"Инквизитор". Компиляция. Книги 1-12
Шрифт:
Также без слов, солдат достал цепь из кошеля и, забрав монету, положил цепь. Юноша взял цепь, а потом наклонился к солдату тихо, почти в ухо, проговорил:
— А возможна ли скидка для меня за свидание с госпожой Брунхильдой.
— А зачем тебе скидка, папаша-то у тебя не бедный, — так же тихо отвечал солдат, глядя на юношу с усмешкой.
— Уж больно много денег просите, мне не осилить столько. Могу двадцать крейцеров предложить.

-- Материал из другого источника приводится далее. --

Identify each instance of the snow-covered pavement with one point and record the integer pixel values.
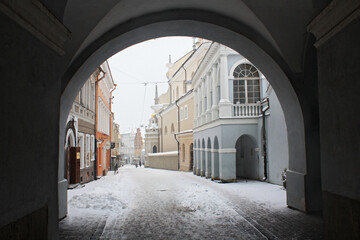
(143, 203)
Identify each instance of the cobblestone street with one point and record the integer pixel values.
(140, 203)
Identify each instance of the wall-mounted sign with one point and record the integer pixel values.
(108, 145)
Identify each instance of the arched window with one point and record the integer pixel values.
(246, 84)
(183, 148)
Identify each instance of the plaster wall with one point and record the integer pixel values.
(168, 119)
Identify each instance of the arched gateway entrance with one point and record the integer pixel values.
(255, 43)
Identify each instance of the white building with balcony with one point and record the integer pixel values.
(228, 123)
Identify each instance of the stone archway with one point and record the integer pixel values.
(215, 168)
(259, 51)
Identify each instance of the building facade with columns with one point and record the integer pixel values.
(230, 140)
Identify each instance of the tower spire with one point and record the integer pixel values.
(156, 95)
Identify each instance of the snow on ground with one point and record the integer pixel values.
(143, 203)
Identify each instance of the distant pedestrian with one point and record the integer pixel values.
(116, 168)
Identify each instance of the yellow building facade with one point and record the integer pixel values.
(174, 113)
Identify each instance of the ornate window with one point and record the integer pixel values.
(246, 84)
(183, 150)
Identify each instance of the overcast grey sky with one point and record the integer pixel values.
(143, 62)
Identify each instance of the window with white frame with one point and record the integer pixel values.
(246, 84)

— Шучу я, дурень, — чуть повысил голос солдат, — и деньгу я с тебя только за наглость твою взял. Иди сам с ней договаривайся.
— Правда? — удивился сын пекаря.
— Иди с Богом, — сказал солдат.
— Ну, можешь мне сказать что-нибудь? — брат Родерик пристально смотрел на вошедшего.
Тот немного медлил,
— Что ты молчишь? — раздражался канцлер. — Мне через два часа вставать на утреннюю мессу. Я не могу ждать тебя до рассвета.
— Не знаю с чего начать, он затеял какое-то дело. Хочет, вроде как, с бродягами делать большие аркебузы, здесь у нас в городе.
— Что за аркебузы?
— Большие, почитай в два раза больше обычной. Утром испробовали одну такую, нашему головорезу вроде как понравились. Думают мастерскую ставить.
— Это все? — в голосе приора звучало разочарование. — Аркебузы?
— Вроде все, что имеет значение, он, правда, еще ходил к нашему знаменитому лекарю, я думал, что кости полечить, а он у него все про чуму спрашивал.
— Про чуму? — приор оживился. — А что он спрашивал про чуму?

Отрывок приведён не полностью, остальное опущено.